Sisi aslında bir diktatördür. Muhammed Mursi'nin emirleri Tahrir Meydanı'ına katılan liberaller tarafından alkışlandı. Onlardan biri olan Mamdouh Hamza, Mursi döneminde yaşananları
şöyle anlattı:
“Tiananmen Meydanı'ndan bu yana en büyük sivil katliam, Rabai Meydanı ve Nahda Meydanı'nda gerçekleştirildi.”

SİSİ GELDİ, MISIR HALKI
FAKİRLEŞMEYE BAŞLADI

Almanya'da gerçekleştirilen Münih Güvenlik Konferansı'nda konuşan Sisi, kendini bölgede, İslam'da önde gelen ve ülkesine hoşgörü getiren adam olarak tanıttı. IMF tarafından yüzde 5.2'lik büyüme konusunda övgüler aldığını açıklayan Sisi'nin ülkesinde enflasyon şimdi yüzde 15'in üzerinde. Ekonomi geçen aralık ayında küçüldü.
Aslında; nüfusun neredeyse yüzde 30'u yoksulluk sınırı altında ve resmi olarak fakirliğin her geçen gün arttığı gözleniyor.

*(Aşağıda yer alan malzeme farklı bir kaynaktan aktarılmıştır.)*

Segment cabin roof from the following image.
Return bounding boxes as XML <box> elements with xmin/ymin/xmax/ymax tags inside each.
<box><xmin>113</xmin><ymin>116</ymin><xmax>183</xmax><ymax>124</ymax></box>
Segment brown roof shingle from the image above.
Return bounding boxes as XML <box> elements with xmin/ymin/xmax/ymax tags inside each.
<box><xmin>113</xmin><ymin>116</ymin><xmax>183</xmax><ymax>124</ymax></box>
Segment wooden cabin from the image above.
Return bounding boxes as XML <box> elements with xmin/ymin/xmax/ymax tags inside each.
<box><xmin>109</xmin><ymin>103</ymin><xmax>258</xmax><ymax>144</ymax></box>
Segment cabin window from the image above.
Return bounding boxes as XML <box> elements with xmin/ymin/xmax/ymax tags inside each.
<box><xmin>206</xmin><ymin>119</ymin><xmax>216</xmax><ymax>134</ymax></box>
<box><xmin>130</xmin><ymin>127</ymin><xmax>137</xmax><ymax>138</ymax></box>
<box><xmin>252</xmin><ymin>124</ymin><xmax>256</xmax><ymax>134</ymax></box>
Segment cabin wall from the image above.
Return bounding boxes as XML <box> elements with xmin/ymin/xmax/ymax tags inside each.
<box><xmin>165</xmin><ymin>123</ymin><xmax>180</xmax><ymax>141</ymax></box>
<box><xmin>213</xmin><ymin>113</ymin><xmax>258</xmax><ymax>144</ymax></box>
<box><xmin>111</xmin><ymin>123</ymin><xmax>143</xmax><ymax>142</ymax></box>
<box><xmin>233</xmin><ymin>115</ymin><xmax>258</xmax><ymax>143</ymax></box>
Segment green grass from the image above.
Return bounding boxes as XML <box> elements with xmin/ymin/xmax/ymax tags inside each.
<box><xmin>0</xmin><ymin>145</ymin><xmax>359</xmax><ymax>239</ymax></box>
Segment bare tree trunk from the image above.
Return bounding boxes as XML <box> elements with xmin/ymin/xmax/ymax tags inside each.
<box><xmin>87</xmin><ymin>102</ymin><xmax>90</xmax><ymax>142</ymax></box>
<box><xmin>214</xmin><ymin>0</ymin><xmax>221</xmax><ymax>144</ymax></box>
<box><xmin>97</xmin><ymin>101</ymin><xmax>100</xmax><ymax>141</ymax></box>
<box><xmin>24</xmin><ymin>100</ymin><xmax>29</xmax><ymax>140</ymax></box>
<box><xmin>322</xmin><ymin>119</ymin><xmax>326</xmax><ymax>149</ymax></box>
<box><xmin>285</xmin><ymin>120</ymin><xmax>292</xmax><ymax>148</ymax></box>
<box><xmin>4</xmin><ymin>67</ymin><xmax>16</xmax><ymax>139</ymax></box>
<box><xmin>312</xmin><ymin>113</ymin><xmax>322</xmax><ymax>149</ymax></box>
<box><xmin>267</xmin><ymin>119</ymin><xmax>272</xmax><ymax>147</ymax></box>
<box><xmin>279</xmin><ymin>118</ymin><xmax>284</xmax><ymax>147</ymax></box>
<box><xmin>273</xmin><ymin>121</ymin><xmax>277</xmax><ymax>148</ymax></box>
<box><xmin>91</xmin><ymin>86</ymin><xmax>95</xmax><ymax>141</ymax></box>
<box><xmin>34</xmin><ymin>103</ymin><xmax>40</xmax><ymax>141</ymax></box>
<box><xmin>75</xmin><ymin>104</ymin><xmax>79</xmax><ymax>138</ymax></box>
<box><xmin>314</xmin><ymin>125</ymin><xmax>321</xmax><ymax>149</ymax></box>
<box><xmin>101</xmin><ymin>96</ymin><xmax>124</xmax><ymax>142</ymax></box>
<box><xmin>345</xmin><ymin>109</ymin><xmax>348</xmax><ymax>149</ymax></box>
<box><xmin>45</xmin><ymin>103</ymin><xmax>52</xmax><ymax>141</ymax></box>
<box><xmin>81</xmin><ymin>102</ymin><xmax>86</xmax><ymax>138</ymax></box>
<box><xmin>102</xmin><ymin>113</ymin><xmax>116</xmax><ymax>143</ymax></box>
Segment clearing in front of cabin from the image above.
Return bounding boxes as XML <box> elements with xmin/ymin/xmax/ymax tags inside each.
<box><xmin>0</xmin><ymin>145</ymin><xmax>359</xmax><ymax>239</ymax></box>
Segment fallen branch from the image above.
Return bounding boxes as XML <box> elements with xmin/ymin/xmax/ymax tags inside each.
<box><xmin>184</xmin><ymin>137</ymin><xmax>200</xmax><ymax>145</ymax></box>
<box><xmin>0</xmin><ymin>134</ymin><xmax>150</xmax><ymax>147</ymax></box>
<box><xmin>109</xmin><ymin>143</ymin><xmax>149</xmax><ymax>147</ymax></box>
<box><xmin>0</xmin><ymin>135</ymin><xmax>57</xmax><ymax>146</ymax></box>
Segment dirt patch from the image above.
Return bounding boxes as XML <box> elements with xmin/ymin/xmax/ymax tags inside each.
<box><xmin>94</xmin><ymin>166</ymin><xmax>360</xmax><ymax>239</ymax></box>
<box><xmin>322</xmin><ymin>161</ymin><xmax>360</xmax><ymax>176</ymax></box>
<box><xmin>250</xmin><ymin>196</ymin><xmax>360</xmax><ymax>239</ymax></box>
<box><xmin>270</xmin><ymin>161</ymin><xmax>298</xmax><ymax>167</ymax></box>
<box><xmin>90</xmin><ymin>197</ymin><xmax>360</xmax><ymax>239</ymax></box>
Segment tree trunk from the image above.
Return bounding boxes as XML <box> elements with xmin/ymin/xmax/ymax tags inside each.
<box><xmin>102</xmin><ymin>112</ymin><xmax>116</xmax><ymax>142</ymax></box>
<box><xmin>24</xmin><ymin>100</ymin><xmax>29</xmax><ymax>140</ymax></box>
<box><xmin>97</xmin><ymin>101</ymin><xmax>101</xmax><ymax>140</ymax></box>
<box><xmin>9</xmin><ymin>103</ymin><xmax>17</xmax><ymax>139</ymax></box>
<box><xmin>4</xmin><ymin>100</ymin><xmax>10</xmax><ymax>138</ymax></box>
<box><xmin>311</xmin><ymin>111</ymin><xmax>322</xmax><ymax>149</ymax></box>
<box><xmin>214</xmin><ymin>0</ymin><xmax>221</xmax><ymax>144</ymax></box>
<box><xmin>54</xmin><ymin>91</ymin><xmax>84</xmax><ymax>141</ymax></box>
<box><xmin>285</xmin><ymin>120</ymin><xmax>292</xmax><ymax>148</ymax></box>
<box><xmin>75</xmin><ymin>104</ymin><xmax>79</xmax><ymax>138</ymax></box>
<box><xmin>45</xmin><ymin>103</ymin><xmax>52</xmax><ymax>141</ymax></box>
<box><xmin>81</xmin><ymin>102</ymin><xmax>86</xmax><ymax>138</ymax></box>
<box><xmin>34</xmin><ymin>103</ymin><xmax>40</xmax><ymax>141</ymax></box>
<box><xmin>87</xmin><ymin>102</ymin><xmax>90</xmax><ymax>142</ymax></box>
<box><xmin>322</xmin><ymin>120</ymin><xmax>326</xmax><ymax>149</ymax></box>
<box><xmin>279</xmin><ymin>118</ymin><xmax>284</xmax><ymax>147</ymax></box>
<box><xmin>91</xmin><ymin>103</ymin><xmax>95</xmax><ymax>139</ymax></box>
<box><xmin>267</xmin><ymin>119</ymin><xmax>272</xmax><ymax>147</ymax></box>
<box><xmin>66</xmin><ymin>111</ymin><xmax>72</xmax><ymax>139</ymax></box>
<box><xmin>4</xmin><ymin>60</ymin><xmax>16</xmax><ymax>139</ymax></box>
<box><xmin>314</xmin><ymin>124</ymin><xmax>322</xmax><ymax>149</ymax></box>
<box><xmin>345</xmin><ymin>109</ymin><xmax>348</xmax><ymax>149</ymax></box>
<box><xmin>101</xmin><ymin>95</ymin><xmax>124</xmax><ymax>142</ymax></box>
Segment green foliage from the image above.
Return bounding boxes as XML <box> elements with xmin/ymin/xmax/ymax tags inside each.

BATI NEDEN ARAP DÜNYASINDA
DEMOKRASİYİ DESTEKLEMİYOR

Şarm El Şeyh'te yarış devam edecek. Batı liderlerinin neden sürekli Ortadoğu'yu yanlış anladıklarını bilmek istiyorsanız, neden bir zamanlar Mısır gibi güçlü bir ülkenin istikrarlaştırılmasına göz yummalarına sorun.
Batılı neden Arap dünyasında demokrasiyi desteklemiyor? Kamoyu yarın Şarm El Şeyh'te toplanacak Avrupa devlet başkanları tarafından yapılacak açıklamaları kaydetmelidir. Bunların arasında İngiltere'nin başbakanı Theresa May olacak.